A strength of our study is that it is population-based and includes a high-risk population. Moreover, no participant was lost to follow-up. A limitation is that our study had a fairly small sample population within a limited age span. The participants also had a significantly lower mortality rate than the non-participating eligible women, which reflects that the study group was healthier than the general population. Eligible individuals who could not visit the primary care centre were also not included. Another limitation of our study is therefore that the results may not with confidence be applied to immobilised individuals or less healthy elderly.
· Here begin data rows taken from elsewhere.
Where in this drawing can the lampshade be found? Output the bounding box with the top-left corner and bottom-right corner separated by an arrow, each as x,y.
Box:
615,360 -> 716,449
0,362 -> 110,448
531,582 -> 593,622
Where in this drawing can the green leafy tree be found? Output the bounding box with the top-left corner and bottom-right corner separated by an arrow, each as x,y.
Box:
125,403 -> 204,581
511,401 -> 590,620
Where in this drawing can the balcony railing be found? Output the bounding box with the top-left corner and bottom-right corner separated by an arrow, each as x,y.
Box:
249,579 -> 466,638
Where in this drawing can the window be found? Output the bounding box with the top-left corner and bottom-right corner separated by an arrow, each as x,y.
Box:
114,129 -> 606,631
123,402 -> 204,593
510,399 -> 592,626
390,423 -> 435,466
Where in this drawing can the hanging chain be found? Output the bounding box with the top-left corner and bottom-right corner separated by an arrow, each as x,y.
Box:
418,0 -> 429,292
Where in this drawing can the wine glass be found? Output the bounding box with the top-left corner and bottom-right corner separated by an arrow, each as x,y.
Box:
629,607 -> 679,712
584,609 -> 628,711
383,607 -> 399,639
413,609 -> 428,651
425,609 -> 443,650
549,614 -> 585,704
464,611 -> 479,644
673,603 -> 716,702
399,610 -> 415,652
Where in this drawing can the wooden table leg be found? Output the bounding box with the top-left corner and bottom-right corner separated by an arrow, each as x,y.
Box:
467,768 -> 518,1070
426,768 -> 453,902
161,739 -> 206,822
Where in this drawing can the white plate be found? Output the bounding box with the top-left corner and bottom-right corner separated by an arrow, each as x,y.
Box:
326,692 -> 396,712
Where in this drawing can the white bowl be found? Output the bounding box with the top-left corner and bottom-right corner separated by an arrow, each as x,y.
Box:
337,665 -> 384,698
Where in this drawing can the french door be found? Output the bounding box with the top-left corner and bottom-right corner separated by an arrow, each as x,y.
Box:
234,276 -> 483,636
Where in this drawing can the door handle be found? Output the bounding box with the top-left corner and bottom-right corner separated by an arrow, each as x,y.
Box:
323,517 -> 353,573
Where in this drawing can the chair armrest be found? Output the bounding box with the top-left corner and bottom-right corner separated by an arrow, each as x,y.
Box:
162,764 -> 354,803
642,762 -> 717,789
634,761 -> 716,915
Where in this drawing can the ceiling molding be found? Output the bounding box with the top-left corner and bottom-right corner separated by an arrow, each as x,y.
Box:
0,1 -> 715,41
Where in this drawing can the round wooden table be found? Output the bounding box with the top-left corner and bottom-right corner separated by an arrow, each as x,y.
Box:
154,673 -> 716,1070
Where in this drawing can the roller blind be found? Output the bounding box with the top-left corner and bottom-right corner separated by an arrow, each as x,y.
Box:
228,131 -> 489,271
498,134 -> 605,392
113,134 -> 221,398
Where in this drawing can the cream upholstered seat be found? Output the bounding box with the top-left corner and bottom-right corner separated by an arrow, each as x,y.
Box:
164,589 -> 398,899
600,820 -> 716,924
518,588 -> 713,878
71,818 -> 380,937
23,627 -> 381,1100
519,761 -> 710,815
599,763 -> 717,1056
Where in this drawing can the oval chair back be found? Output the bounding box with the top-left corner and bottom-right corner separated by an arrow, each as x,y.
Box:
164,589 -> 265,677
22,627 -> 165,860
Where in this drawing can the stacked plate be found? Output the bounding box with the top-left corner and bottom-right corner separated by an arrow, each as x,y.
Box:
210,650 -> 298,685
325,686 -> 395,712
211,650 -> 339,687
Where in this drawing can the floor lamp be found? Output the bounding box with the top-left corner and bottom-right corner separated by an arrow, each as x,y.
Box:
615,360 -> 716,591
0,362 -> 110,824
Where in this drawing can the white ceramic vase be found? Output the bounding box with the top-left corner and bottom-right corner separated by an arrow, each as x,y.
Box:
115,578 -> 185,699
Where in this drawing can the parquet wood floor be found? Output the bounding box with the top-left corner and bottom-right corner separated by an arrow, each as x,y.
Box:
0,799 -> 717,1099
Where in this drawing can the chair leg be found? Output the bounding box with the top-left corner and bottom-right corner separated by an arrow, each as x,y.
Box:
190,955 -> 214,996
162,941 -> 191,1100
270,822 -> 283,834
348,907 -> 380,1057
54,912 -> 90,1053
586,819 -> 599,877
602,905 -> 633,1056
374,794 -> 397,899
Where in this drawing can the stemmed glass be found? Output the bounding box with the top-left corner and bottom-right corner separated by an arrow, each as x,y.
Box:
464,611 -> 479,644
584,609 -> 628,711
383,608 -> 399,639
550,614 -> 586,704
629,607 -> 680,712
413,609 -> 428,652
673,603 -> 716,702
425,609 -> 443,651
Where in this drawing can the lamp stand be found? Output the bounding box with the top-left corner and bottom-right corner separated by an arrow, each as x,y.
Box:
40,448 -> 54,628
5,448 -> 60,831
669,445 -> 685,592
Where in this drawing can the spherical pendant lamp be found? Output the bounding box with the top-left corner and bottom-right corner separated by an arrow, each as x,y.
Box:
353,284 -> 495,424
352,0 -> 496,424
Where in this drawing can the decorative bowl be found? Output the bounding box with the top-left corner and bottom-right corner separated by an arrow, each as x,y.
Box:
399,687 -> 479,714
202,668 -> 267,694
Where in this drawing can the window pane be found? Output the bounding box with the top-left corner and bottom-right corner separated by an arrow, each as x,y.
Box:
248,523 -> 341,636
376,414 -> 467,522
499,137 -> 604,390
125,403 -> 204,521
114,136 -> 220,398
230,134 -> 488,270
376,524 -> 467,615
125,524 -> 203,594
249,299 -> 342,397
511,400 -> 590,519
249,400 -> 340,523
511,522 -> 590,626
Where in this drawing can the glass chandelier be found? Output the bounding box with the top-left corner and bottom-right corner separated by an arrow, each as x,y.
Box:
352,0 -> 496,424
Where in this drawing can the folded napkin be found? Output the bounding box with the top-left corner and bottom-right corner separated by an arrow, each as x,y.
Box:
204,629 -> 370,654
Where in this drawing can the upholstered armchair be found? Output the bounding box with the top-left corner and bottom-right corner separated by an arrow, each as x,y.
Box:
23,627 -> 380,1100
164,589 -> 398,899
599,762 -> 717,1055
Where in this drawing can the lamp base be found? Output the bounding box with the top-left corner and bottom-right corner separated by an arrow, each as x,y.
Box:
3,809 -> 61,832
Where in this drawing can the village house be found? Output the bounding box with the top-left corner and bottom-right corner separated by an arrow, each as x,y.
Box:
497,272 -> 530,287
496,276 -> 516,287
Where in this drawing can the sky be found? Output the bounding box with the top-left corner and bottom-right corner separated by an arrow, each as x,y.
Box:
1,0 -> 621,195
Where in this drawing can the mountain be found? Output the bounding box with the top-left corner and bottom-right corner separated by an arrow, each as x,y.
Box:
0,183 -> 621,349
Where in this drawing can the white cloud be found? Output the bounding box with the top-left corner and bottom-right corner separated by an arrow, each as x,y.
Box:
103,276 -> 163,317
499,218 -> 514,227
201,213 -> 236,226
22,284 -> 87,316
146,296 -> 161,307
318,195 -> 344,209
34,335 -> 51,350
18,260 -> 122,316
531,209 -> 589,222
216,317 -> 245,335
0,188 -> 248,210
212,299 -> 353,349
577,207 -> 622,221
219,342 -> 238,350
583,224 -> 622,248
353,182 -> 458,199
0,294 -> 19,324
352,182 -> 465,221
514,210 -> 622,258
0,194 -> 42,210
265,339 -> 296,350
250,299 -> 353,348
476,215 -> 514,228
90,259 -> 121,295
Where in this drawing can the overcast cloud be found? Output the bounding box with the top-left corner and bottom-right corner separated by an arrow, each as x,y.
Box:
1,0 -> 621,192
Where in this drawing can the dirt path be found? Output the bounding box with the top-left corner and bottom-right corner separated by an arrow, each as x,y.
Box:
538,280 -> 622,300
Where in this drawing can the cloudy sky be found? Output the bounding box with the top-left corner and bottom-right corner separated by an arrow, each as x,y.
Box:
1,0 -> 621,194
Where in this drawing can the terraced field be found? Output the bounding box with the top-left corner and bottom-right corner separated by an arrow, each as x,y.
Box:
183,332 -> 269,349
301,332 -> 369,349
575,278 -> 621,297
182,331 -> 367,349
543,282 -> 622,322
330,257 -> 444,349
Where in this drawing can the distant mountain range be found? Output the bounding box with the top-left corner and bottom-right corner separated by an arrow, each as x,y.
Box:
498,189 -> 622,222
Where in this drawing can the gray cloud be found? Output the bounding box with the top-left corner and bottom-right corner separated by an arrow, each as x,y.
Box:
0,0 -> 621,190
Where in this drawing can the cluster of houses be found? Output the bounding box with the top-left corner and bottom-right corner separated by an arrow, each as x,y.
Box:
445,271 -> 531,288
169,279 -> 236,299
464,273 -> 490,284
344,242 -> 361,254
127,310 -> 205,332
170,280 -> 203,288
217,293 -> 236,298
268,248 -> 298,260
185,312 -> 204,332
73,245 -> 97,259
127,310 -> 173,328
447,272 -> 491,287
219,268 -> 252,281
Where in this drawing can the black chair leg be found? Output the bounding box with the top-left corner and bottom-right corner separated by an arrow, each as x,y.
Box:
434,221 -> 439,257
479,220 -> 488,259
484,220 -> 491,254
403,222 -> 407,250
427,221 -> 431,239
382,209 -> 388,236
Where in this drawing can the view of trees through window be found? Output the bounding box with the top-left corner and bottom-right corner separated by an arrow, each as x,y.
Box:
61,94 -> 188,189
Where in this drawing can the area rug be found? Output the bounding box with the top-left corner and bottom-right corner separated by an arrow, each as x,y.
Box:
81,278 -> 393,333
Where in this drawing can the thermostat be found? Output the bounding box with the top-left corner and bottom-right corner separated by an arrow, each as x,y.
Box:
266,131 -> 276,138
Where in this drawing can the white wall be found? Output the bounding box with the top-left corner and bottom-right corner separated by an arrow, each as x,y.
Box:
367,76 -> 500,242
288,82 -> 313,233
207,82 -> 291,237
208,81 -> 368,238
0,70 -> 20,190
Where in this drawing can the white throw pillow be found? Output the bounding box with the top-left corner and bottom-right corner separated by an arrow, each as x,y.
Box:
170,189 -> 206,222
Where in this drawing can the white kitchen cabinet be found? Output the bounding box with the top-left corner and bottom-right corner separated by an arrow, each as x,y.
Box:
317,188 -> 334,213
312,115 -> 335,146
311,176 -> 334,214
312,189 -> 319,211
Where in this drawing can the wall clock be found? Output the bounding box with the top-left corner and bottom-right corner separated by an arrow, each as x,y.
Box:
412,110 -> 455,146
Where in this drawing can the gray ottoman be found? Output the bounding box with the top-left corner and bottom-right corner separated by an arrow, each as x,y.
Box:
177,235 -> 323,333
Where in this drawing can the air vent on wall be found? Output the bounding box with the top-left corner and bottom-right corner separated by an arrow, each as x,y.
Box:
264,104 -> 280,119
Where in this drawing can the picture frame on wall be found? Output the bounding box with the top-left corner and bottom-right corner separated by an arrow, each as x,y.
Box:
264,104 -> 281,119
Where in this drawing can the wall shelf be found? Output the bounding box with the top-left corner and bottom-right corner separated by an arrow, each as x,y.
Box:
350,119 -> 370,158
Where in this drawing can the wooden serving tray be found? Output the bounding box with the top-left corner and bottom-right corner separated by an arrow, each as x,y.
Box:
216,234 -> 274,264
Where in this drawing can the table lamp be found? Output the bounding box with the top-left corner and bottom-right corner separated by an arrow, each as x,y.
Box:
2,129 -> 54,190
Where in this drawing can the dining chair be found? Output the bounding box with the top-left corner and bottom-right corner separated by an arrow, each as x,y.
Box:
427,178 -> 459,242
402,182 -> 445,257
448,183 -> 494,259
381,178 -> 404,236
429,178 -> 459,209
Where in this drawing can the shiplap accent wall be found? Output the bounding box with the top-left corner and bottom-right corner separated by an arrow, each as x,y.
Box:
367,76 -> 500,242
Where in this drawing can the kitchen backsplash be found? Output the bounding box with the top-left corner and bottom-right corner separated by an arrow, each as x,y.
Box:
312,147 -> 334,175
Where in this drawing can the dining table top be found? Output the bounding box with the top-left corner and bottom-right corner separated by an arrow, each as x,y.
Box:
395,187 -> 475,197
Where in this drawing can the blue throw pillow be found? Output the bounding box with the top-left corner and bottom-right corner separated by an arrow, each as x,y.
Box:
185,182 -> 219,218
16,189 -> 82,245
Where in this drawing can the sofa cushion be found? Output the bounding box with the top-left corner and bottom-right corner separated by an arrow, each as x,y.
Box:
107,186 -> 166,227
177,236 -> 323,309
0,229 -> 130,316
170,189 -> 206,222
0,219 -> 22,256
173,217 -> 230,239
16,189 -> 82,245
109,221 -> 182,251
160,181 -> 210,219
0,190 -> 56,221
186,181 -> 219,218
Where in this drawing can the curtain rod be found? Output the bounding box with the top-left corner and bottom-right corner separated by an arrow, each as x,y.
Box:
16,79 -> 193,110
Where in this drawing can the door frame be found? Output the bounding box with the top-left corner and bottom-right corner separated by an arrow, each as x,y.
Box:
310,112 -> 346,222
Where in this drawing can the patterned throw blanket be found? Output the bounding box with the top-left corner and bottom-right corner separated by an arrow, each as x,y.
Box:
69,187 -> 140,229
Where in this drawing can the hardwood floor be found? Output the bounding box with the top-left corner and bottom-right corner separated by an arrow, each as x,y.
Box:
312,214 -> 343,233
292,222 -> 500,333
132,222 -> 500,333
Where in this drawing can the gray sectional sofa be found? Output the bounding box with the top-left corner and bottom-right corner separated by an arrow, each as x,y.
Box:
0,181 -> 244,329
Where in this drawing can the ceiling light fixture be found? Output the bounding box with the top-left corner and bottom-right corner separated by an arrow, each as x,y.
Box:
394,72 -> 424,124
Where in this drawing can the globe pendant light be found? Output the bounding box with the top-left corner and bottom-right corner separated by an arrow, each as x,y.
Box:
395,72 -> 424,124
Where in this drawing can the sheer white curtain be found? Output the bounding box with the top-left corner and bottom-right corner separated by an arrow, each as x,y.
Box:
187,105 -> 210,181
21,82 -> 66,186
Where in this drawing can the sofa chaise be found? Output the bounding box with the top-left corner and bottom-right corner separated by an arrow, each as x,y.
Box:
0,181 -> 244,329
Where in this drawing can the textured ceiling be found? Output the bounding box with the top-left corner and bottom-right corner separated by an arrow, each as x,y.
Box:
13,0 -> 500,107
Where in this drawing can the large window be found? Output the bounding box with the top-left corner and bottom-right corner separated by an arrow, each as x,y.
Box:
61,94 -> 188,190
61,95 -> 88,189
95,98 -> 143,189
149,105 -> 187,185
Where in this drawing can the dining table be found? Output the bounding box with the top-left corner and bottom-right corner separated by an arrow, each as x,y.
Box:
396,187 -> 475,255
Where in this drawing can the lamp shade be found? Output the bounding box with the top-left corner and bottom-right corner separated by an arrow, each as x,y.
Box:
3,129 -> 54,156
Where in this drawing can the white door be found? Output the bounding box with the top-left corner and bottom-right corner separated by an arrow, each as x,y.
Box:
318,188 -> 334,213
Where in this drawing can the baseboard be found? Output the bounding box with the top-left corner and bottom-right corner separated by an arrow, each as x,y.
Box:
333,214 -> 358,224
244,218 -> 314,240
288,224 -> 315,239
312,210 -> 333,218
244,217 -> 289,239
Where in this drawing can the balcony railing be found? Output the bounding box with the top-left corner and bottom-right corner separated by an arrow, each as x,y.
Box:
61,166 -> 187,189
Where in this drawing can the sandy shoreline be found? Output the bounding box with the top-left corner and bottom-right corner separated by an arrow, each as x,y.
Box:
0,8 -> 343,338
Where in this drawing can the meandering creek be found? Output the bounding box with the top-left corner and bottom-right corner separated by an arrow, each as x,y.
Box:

Obviously, we could not measure neither OLST nor gait speed in the non-participants. However, it is quite probable that the eligible but not included, who evidently had a higher mortality than the study population, also had shorter OLST and slower gait speed. Both a short OLST and a slow gait speed has been associated to an increased mortality [14, 40]. Since mortality and fragility fractures (e.g. hip fractures) share many common risk factors, it is probable that the eligible but not included also had more fractures than the participants. We therefore see no reason to believe that the results had been significantly different if the entire eligible population had been included in the study. The Swedish National Inpatient Register (IPR), where all hip fractures are registered, has been externally validated and found to have a positive predictive value of 85–95%. We have found no external validation of the register for outpatient care (the OVR database). Therefore, the data regarding hip fractures are the most reliable. Regarding possible unidentified confounding, this is more important if you want to establish a causal relationship. We cannot state that short OLST or slow gait speed causes fractures, only that they are associated. However, for a predictor, an association to the outcome is just as valuable as a causal relationship.

Regarding information bias, since this was a prospective study, any misclassifications at baseline should have been restricted to the classification of exposure. Therefore, any misclassification would probably be non-differential. That is that the errors due to misclassification would have affected the group with the outcome and the group without the outcome equally. Some of the risk factors included in FRAX may be subject to misclassification, e.g. self-reported previous fractures and daily alcohol consumption. The aim of this study is, however, not to validate FRAX why such misclassifications may be of minor importance to the results presented.

The continuous variables OLST and gait speed were analysed after being categorised into more than two categories. Generally, this procedure carries a risk of underestimation of the hazard ratio for the compared groups but it might under some conditions also result in an overestimation of the hazard ratios [41]. It is, however, unlikely that the hazard ratios presented in this study largely overestimates the “true” relation between exposure and outcome. This would require a substantial degree of misclassification [42]. It would also require a similar degree of misclassification in other studies on OLST, gait speed and fractures, with similar results.

In summary, gait speed was a good predictor of hip fractures independent of FRAX. Gait speed also held promise to have the ability to increase the predictive accuracy of FRAX.

The results of our study need to be confirmed in other populations. A new predictive model always needs to be validated in a population other than the model it was derived from. It would also be interesting to study in what way gait speed should best be measured to give the best predictive value.